The sun may have risen in the last 48 hours like clockwork, but nothing has been the same as it was before in the city of Chicago.

My city is on fire. 

My people are on fire. 

Everyone is sharing the infamous quote of Dr. Martin Luther King Jr., “A riot is a language of the unheard.” But they’re leaving out the very next sentence…“What has America failed to hear?”                                           

America has been silencing us for hundreds of years and this is the breaking point. I may not be in the streets but the rage is still inside. 

I may be sitting from my home but my spirit is with my brothers and sisters in the streets, angry, yelling, protesting, rioting, looting. 

We deserve this moment. For our frustrations to manifest in “damage,” for our anger to be outward displays and cries to be seen. We deserve to take what we don’t have, what hasn’t been provided to us, even if it’s in our own community. 

Because what America has failed to hear is our cries of justice being served when we die at the hands of those who were supposed to protect us. America has failed to hear the students who grow up to be adults who didn’t receive the education they deserved to be “forced” into situations that have led to death or jail as a result of no options. America has failed to hear the cries of the people who can’t watch birds or build lemonade stands or sell water from their stoop. America has failed to hear the parents of our black boys and girls who know that they’re babies deserve a better life and don’t have the option of choosing a school outside of their neighborhood. 

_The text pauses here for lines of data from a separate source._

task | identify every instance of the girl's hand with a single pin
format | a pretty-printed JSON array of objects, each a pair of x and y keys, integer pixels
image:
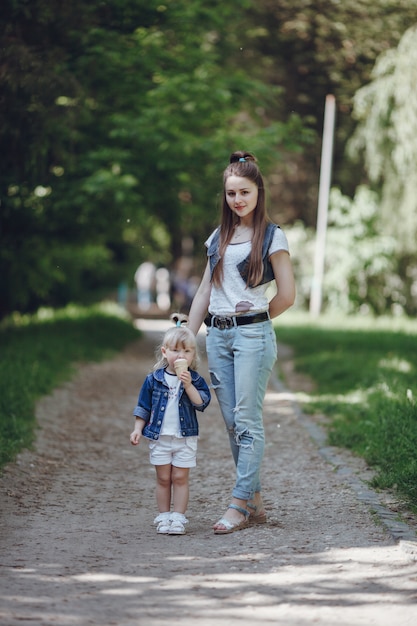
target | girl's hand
[
  {"x": 135, "y": 437},
  {"x": 185, "y": 378}
]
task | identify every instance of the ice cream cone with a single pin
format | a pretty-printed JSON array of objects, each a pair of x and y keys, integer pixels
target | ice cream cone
[{"x": 180, "y": 365}]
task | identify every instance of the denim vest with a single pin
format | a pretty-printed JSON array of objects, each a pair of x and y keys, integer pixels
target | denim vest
[
  {"x": 243, "y": 267},
  {"x": 152, "y": 402}
]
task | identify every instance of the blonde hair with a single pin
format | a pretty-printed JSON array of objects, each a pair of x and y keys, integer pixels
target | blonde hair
[{"x": 179, "y": 336}]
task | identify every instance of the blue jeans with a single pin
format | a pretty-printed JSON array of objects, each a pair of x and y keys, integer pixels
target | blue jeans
[{"x": 240, "y": 362}]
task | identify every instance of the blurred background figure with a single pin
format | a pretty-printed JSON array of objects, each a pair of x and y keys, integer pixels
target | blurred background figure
[
  {"x": 163, "y": 298},
  {"x": 183, "y": 284},
  {"x": 145, "y": 283}
]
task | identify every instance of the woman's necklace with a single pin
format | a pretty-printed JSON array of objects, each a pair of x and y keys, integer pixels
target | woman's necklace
[{"x": 242, "y": 233}]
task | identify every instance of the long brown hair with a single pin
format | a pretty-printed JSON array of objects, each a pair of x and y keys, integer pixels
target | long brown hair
[{"x": 243, "y": 164}]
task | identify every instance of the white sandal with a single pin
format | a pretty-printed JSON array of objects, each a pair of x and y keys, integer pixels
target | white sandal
[
  {"x": 163, "y": 521},
  {"x": 178, "y": 521}
]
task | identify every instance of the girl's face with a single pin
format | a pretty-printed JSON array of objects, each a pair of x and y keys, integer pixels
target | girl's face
[
  {"x": 172, "y": 353},
  {"x": 241, "y": 195}
]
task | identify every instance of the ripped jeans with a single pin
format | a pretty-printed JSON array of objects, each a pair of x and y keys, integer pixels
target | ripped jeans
[{"x": 240, "y": 362}]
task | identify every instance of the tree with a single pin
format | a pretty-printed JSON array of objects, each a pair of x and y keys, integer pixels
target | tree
[
  {"x": 112, "y": 116},
  {"x": 386, "y": 110}
]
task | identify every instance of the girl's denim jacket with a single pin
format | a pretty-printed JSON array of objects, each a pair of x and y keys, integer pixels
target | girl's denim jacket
[
  {"x": 214, "y": 257},
  {"x": 153, "y": 398}
]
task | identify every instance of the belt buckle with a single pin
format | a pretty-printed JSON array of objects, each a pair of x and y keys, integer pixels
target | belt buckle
[{"x": 223, "y": 322}]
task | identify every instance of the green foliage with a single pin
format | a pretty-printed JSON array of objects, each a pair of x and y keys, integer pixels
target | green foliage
[
  {"x": 117, "y": 118},
  {"x": 387, "y": 112},
  {"x": 364, "y": 373},
  {"x": 361, "y": 273},
  {"x": 37, "y": 353},
  {"x": 118, "y": 156}
]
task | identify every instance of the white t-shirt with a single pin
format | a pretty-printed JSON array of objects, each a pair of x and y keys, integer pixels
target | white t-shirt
[
  {"x": 224, "y": 299},
  {"x": 171, "y": 423}
]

And this week our schools have completely shut down. No food distribution to the thousands of families who have relied on the meals of stability in an economic downward spiral. The spaces that should be committed to serving, the district that has a chance to step up and show solidarity, chose to close schools for “safety.” 

Who are you keeping safe?

From your position of privilege, you removed the necessities of life and expect “remote learning” to continue? Your decision to stop distribution of food fuels the system of inequity that we’re fighting against—another clear indication that “schools” in the traditional sense weren’t created for my people.

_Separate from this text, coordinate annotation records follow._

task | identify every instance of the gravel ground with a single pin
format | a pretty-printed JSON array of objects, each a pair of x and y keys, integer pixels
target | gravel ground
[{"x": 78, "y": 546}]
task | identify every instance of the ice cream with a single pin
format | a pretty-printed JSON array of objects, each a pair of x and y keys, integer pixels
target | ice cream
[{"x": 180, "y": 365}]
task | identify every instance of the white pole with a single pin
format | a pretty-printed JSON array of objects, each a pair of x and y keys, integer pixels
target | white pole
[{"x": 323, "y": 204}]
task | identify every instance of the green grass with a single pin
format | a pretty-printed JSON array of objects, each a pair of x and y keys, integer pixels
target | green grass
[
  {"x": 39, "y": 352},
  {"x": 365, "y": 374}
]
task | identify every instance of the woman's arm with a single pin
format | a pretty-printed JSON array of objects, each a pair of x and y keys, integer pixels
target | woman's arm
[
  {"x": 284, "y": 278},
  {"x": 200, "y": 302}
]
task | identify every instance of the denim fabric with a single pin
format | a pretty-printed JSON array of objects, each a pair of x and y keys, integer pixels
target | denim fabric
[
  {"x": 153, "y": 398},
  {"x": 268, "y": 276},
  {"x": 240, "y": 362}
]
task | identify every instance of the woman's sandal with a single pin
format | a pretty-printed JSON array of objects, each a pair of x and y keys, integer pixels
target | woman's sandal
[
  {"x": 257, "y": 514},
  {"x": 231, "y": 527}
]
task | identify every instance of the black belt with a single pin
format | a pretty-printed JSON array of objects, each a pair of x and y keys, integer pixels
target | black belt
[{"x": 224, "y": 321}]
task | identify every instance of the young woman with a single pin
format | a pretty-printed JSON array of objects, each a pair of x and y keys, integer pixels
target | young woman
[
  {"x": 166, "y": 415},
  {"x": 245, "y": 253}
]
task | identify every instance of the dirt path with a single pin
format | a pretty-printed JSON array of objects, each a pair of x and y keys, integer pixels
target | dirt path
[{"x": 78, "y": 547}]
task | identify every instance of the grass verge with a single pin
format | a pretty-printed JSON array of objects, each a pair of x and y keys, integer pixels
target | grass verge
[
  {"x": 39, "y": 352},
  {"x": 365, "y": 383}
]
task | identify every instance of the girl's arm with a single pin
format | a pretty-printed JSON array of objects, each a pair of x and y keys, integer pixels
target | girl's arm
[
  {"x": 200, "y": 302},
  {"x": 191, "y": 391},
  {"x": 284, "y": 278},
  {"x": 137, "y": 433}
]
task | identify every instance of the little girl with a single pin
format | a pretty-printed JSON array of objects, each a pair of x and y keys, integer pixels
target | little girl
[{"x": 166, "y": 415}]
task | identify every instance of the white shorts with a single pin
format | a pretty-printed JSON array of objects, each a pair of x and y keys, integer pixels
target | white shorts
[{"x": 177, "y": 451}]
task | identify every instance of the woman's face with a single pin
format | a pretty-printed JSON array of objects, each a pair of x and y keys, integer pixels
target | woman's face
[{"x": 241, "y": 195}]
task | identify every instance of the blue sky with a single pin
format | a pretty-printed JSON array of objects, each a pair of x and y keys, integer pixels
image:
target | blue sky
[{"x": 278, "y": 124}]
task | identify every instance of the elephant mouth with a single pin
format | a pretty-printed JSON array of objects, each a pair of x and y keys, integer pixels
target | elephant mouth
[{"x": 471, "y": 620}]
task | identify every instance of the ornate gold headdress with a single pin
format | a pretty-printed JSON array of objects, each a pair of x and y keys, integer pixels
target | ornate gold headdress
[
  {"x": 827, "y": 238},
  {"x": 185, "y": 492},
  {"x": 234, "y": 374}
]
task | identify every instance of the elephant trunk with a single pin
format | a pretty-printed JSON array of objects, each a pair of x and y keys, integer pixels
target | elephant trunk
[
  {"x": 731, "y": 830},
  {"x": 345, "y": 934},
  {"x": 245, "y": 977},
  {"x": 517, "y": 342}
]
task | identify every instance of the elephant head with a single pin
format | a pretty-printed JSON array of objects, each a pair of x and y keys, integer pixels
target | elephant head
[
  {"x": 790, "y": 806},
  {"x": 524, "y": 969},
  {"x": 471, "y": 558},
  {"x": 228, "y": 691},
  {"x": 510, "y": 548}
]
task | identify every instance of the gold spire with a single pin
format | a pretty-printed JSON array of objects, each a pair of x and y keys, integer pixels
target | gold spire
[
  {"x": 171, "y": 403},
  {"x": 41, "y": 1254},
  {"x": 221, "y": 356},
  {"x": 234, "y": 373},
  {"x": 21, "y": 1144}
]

So, this day, not only is my community burning, but my students and the babies of our community are suffering. Starving. What do you think happens when people can’t get food to feed their families? When the jobs are lost? When we are still in the middle of a pandemic?

I am enraged. 

The tension of behaving like any day is an ordinary day from the moment I realized I was black has led to many occasions of smiling to hide the pain. Being on the verge of tears and terror. Constantly. 

Not today!

My city is on fire. 

And rightfully so.

And we will rebuild from this day. And the next day. And the days to come.

But for right now…

If you can’t hear us, you will see us.